Prediction performance of the COSMO-RS model for synthesis of multicomponent crystal forms was evaluated by receiver operator characteristic (ROC) curve, presented in Figure 9. A ROC curve plots a true positive prediction rate (TPR) versus a false positive prediction rate (FPR) for a binary classifier system as its discrimination threshold (ΔH_ex cutoff) is varied from small to higher values. Moreover, the area under the curve (AUC, denoted as A) quantitatively measures the performance of the ROC curve, which means that predictions with a higher value of AUC are generally better. The AUC of a useful prediction model should always be higher than 0.5, which indicates that it is superior to random selection, and the value of 1.0 corresponds to perfect prediction.

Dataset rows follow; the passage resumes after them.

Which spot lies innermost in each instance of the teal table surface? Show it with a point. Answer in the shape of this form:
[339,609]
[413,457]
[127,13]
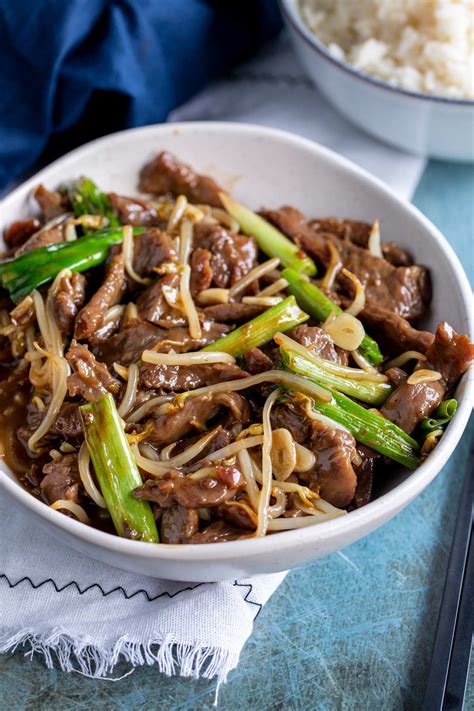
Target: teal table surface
[352,631]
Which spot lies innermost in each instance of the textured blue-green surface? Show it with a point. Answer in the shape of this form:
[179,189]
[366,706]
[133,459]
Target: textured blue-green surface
[352,631]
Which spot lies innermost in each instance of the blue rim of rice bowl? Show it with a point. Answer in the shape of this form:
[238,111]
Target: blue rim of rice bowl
[290,12]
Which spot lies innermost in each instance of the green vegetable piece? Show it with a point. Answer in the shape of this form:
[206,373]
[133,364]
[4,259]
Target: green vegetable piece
[440,417]
[21,275]
[116,470]
[261,329]
[270,240]
[87,199]
[374,393]
[317,305]
[371,429]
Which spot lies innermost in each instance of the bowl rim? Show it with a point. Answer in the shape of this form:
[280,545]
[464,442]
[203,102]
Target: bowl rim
[326,531]
[291,13]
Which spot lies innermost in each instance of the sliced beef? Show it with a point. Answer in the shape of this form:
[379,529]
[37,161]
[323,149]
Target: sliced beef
[334,474]
[358,233]
[53,234]
[292,418]
[51,202]
[365,471]
[317,340]
[166,174]
[18,232]
[233,313]
[221,439]
[193,415]
[178,524]
[234,513]
[153,306]
[201,270]
[62,479]
[216,532]
[409,404]
[134,211]
[396,376]
[68,300]
[181,378]
[256,361]
[392,332]
[151,249]
[451,355]
[107,295]
[233,256]
[67,426]
[90,379]
[404,290]
[176,488]
[127,345]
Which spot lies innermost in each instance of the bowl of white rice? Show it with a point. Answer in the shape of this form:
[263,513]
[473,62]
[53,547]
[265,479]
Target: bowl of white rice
[402,70]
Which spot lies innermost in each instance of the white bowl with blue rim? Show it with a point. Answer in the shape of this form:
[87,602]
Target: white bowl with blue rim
[262,167]
[429,125]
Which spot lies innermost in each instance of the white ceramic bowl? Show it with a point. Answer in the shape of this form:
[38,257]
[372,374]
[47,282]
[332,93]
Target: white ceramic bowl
[419,123]
[262,167]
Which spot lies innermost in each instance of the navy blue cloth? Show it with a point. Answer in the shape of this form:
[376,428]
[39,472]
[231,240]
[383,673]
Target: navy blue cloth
[71,70]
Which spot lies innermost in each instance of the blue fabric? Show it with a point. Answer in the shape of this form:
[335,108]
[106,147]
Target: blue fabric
[71,70]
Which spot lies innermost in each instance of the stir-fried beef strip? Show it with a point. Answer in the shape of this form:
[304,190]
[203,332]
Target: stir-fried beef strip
[62,480]
[107,295]
[450,355]
[193,415]
[128,344]
[134,211]
[333,474]
[404,290]
[166,174]
[394,333]
[67,426]
[237,514]
[196,432]
[365,472]
[153,304]
[233,312]
[151,249]
[42,238]
[178,524]
[20,231]
[90,379]
[201,270]
[68,300]
[216,532]
[176,488]
[181,378]
[396,376]
[256,361]
[317,340]
[233,256]
[358,233]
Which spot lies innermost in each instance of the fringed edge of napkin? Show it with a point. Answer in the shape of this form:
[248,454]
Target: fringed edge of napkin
[97,661]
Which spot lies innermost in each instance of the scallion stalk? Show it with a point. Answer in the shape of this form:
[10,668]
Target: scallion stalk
[319,306]
[21,275]
[116,470]
[87,199]
[261,329]
[374,393]
[270,240]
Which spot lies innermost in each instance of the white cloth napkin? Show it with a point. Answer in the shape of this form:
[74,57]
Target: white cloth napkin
[85,616]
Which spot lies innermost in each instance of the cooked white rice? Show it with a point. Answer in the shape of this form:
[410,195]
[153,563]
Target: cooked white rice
[420,45]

The performance of coformers screening based on the $\Delta H_{ex}$ as computed with the COSMOthermX performed well with an AUC value of 0.81, significantly higher than that of random prediction, 0.5. In other words, the establishment of this model can effectively shorten the screening process compared with random experimental trials. An appropriate discrimination threshold ($\Delta H_{ex}$ cutoff), which is supposed to achieve higher TPR and lower FPR, is needed as a guideline in the search for the coformers when the validity of the model has been confirmed. The Youden index, a commonly used statistical measure for prediction effectiveness, can balance TPR and FPR to obtain an optimal threshold. The Youden index is numerically equal to the difference between TPR and FPR. Thus, a threshold with the highest Youden index would be an optimal value corresponding to a high TPR with a low FPR. In this work, the highest Youden index is 0.58 when the $\Delta H_{ex}$ cutoff was chosen as −5.11 kcal/mol (Table S3). When such a threshold was applied, the number of experimental trials for SHR0302 multicomponent crystal forms could be reduced to within 20 trials, only half the space of selected coformers. It is noted that the calculation of TPR and FPR depends on the prediction results of the COSMO-RS model and the results of experimental screening, indicating the accuracy of experimental data will impact significantly the result of the evaluation.

5. Conclusions

In this study we present a combined computational and experimental screening on the development of multicomponent crystal forms of a new class of Janus Kinase (JAK) inhibitor drug, SHR0302, with improved solubility performance. A total of 42 selected coformers were examined, and this large coformer screening space could be significantly reduced by COSMO-RS prediction of binding affinity between the API and coformers. Six new multicomponent crystal forms of SHR0302 were experimentally obtained with three of the coformers. These were SHR0302-salicylic acid cocrystal, SHR0302-citric acid salt, and SHR0302-2,6-dihydroxybenzoic acid salt, fully characterized by powder X-ray diffraction, thermal analyses, and IR and ¹H-NMR spectroscopy. The proton transfer was confirmed between SHR0302 and coformers in SHR0302-cirtic acid and SHR0302-2,6-dihydroxybenzoic acid multicomponent crystals. Further, the equilibrium solubility measurement revealed the remarkable improvement in solubility in two of the newly synthesized multicomponent crystals in comparison with the drug alone. To assess the effectiveness of the COSMO-RS model, a receiver operator characteristic (ROC) curve was used. From the ROC curve, the area under the curve (AUC) was obtained which revealed that the model can significantly shorten screening time, and a conformable threshold was confirmed through the calculation of the Youden index. Together, this work demonstrated the improved solubility performance of SHR0302 by the development of multicomponent crystals and verified the reliability of the COSMO-RS method in coformer screening.